Fungibility and Option Trading

Training of trading clerks in a derivative house starts with a class about fungibility. “Fungible: being of such a nature that one part or quantity may be replaced by another equal part or quantity in the satisfaction of an obligation.” (Webster Dictionary). Thus futures contracts are fungible with corresponding cash products, and when options are involved, multitudes of synthetic products can be created that are fungible with underling cash: synthetic long and synthetic short, reversals and conversions, boxes, and jelly rolls.  All these are derived from the pretty rigorous and amazing relationship of call-put parity.

Trading is a natural process to realize the fungibility. Through trading rather than government mandate, gold prices in London and in New York will naturally converge at any instance, because gold in London is fungible with gold in New York; ETF prices will converge with the theoretical prices of the basket, because the ETF is such defined. Such rigorously fungible cases are less interesting. In derivative world, things are “kind of” fungible, but not rigorously so (except for the call-put parity).  Such less rigorous fungibility, which I coin the term "quasi-fungibility", offers opportunities as well as perils in trading.

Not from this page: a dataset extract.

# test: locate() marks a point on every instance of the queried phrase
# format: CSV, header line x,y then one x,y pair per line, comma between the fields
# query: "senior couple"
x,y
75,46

Delta of one options are "kind of" fungible to the stocks, due to the fact that there are other important factors – especially the volatility -- that shape the value of an option.  Delta hedging an option thus is similar to pair-trading between the deltas of an option with its quasi-fungible underlying stocks.  Vega between different strikes and expiries with options of the same underlying can be aggregated (or trade against each other), and consolidated into a Vega book, under the assumption that Vega are fungible.

Fungibility originates from a linear relationship -- and quasi-fungibility from an approximated linear relationship, typically the result of a Taylor expansion of a more complex function.  The call-put parity is a perfect linear relationship, thus conversion/reversals can be priced quite tightly in the market.  For options, no matter what kind of pricing models are used, the pricing function is nonlinear.  Such a function, when linearized along the stock price and the volatility changes, forms the foundation of volatility trading.  Delta-hedging, trading vertical and calendar spreads, building a complex delta-neutral Vega book, are all taking advantage of the quasi-fungibility of the delta and Vega dimensions in options and equities.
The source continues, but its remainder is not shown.